On that particular occasion, the office of Kentucky State Auditor of Public Accounts Mike Harmon had not made a single comment when it came to the 2017 tax settlement for Steger’s office. On Monday, though, the ’17 financial statement audit had three, some of which are quite familiar to the veteran law enforcement official. 

“One I’m pretty sure is going to be lacking segregation of duties,” Steger said in addressing the report Monday afternoon. He was correct, as one of the findings was indeed “lacks adequate segregation of duties,” which Steger said, in layman’s terms, is saying that not enough people in the office are examining financial matters. 

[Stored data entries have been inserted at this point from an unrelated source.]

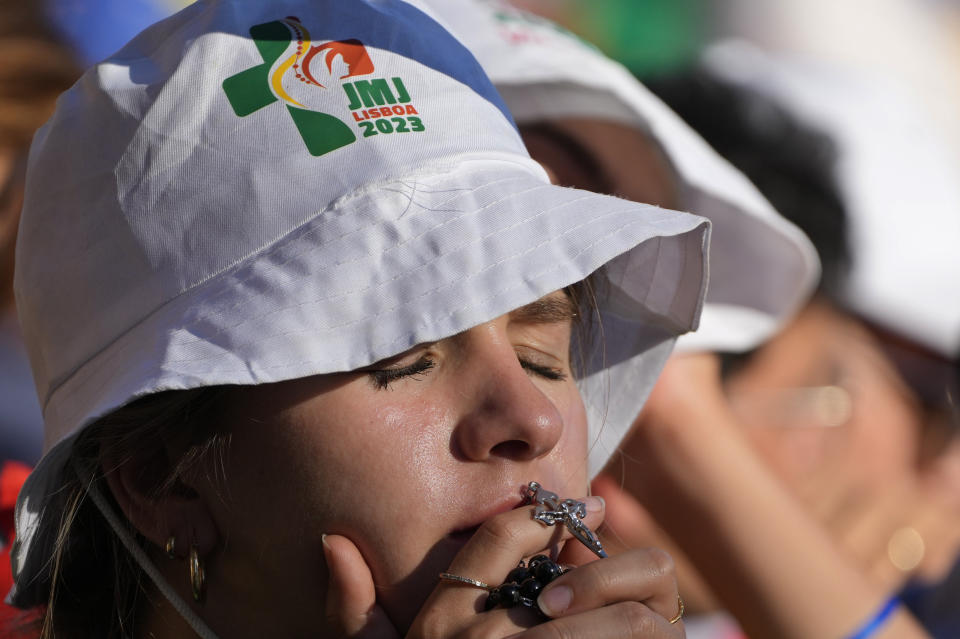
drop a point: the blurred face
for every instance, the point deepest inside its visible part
(823, 402)
(406, 459)
(604, 157)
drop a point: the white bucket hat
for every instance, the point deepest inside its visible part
(253, 192)
(762, 268)
(899, 182)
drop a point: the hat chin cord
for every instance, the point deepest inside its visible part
(191, 617)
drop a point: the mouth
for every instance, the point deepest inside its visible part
(465, 532)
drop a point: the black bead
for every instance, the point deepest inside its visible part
(531, 588)
(547, 572)
(517, 575)
(493, 599)
(509, 595)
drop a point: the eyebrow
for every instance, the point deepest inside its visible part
(546, 310)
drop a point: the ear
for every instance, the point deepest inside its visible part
(180, 512)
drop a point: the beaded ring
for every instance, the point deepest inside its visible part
(524, 584)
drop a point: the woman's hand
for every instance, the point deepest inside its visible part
(630, 595)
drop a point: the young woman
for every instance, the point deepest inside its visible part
(306, 320)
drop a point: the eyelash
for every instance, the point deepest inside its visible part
(383, 378)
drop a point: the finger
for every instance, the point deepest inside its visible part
(501, 542)
(645, 575)
(619, 621)
(351, 596)
(493, 551)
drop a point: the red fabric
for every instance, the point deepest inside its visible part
(12, 476)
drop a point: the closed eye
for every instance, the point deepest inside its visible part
(547, 372)
(382, 378)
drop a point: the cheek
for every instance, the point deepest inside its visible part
(349, 465)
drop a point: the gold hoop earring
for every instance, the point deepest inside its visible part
(198, 577)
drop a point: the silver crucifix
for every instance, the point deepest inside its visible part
(551, 510)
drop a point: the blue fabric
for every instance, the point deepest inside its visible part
(936, 606)
(97, 28)
(874, 623)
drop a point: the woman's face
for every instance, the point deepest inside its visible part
(405, 458)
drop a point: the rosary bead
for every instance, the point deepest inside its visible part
(494, 599)
(518, 575)
(510, 595)
(531, 588)
(547, 572)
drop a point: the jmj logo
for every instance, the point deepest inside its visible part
(300, 74)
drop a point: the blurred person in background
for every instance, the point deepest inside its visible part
(34, 69)
(854, 404)
(589, 121)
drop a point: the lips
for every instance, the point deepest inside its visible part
(467, 530)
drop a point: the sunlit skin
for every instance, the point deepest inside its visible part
(405, 459)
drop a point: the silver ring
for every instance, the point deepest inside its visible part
(446, 576)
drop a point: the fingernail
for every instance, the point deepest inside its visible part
(554, 601)
(594, 503)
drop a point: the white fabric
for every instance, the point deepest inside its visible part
(169, 241)
(899, 183)
(759, 261)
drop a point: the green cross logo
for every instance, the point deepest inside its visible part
(253, 89)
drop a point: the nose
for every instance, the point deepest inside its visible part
(506, 415)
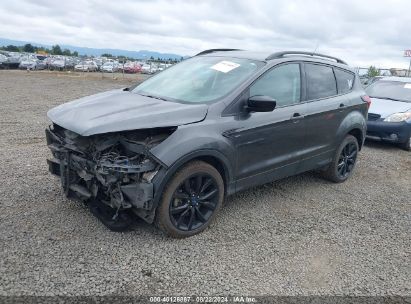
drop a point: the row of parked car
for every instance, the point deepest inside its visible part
(103, 64)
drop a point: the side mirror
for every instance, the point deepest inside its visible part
(260, 103)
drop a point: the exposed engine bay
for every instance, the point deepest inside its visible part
(110, 172)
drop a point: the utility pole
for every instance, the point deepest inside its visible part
(407, 53)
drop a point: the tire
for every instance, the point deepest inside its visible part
(181, 214)
(407, 145)
(344, 160)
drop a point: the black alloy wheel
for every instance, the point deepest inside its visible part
(190, 200)
(193, 202)
(344, 160)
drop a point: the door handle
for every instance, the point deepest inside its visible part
(296, 117)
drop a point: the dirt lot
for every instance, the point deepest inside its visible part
(301, 235)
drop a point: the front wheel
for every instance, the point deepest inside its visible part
(191, 200)
(344, 161)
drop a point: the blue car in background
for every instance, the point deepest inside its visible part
(389, 116)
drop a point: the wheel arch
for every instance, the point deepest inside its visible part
(358, 134)
(353, 124)
(212, 157)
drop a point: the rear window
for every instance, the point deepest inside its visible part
(345, 80)
(320, 81)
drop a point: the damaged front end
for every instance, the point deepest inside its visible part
(110, 172)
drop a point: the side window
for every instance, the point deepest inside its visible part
(320, 81)
(345, 80)
(282, 83)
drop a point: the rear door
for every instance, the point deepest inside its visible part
(326, 108)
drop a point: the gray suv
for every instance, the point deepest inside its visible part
(170, 149)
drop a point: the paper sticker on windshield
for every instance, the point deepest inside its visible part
(225, 66)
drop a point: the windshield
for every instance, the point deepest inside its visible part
(395, 90)
(199, 79)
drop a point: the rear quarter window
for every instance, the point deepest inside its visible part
(320, 81)
(345, 80)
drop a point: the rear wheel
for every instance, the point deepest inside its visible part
(191, 200)
(344, 160)
(407, 145)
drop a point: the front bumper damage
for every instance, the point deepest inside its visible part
(111, 173)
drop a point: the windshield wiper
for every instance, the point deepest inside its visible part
(155, 97)
(388, 98)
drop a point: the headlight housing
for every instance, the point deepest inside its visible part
(398, 117)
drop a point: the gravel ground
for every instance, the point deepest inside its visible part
(301, 235)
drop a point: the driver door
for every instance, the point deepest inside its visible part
(271, 144)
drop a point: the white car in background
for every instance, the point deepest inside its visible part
(109, 67)
(86, 66)
(28, 64)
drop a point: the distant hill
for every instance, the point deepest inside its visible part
(142, 54)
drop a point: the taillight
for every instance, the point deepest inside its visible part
(366, 99)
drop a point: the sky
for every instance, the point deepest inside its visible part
(361, 32)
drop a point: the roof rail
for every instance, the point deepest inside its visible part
(216, 50)
(285, 53)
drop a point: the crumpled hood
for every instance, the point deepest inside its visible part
(386, 107)
(119, 110)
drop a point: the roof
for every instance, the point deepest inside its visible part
(398, 79)
(269, 56)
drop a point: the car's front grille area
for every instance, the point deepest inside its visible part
(372, 116)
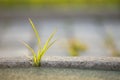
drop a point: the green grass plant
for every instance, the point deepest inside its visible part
(36, 56)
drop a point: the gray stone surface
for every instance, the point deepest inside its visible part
(105, 63)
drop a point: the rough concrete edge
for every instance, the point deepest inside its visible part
(104, 63)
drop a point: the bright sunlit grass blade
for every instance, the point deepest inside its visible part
(41, 51)
(32, 51)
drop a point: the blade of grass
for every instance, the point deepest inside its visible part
(32, 51)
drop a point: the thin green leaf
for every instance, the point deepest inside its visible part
(32, 51)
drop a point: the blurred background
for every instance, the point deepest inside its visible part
(84, 27)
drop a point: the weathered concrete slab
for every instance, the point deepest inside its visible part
(105, 63)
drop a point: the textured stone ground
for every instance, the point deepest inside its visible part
(105, 63)
(57, 74)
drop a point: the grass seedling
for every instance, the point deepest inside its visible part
(36, 56)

“I have that one nearly every time and it’s because we lack the staff,” he said, comparing his situation to that of another agency whose audit report was revealed Monday, the Daviess County Sheriff’s Department, which serves a considerably larger population. He said it should not have been surprising that Daviess’ report showed no such issues. “I don’t have as many people looking over everything like those larger departments. We do the best we can.”

The second finding showed that Steger overspent his approved budget by $57,115, while a third finding showed that the maximum salary limit was overspent by $217,172. The report stated that the second finding noted that a budget amendment was obtained but it did not adequately cover all expenses. The report on the third finding said that the annual order setting the maximum amount for deputies and assistants included the employer Social Security and retirement match by mistake. 

Steger said the problems with Finding 3 have been corrected. He also said that when it comes to Finding 2, undetermined receipts and disbursements that spill over from one year to the early part of another can make tracking a budget difficult. 

“Here’s the bottom line. There is no money missing,” he said. “If we go over our budget, we work those problems out and our fiscal court is great about helping us out in situations like this. 

“Nobody likes to be written up. I certainly don’t. However, I think it is good that (Harmon’s office) does this because it can find where money is being misappropriated and that’s when things get really bad.”